Tentatives de louange livre les ultimes poèmes d'
Henri Bauchau, écrits en 2010 et 2011. Disparu en 2012 quasi-centenaire, il revisite le sel de la vie. Si l'homme est désormais fragile, atteint par l'affaiblissement naturel des sens à cet âge, il se montre encore d'une lucidité remarquable. le titre du recueil nous dit me semble-t-il deux choses importantes : la louange, c'est l'hommage de l'homme de spiritualité, du croyant, au Seigneur auquel il s'adresse beaucoup dans ces textes. Mais l'agnostique (que je suis) peut être tout aussi sensible à ces pages, tant elles célèbrent le miracle de la vie quand il s'agit d'en goûter les plaisirs quotidiens, le soleil, la nature s'incarnant dans les arbres, les oiseaux, etc, mais aussi le plaisir de sentir son corps et ses muscles vibrer, par exemple en skiant, ce que ce belge semblait particulièrement apprécier. C'est aussi une louange pleine de ferveur au travail d'écriture, à la langue, et à l'art comme la peinture. Louange à l'amour, bien sûr aussi.

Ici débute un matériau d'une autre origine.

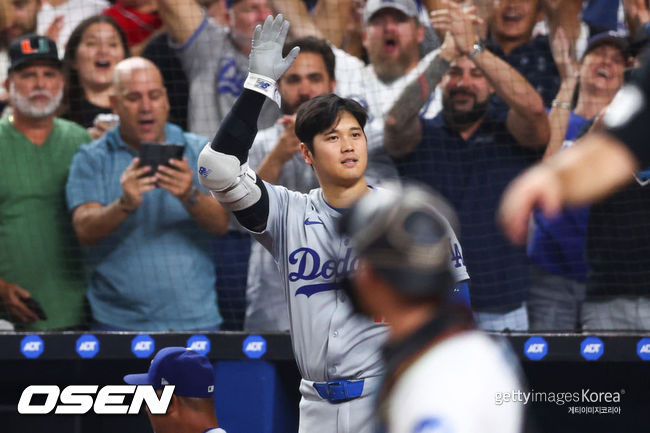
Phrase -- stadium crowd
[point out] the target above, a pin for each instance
(461, 96)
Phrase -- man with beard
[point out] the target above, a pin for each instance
(469, 153)
(39, 257)
(22, 22)
(392, 35)
(276, 156)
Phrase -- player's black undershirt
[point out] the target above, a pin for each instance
(235, 137)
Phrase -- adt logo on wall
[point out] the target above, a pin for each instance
(592, 348)
(32, 346)
(535, 348)
(142, 346)
(87, 346)
(643, 349)
(254, 346)
(199, 344)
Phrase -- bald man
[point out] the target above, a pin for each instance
(146, 226)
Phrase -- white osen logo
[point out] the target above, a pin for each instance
(80, 399)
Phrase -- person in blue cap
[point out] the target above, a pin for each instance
(191, 409)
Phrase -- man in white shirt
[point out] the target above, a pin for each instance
(442, 374)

Mais le titre est nuancé du mot "Tentatives" : ces poèmes m'ont fait penser à de petits messages lâchés comme autant de ballons pour que la mémoire subsiste, que d'autres prennent le relais, mais emprunts d'une grande humilité devant le mystère de l'existence...car là-dessus, l'auteur qui a pourtant vécu si longtemps avoue encore son ignorance.
Ce recueil du très grand âge force le respect, alliant luminosité et réalisme, il vient couronner la carrière et la vie, les deux étant mêlés jusqu'au dernier souffle de cet immense écrivain, discret et finalement peu connu du grand public.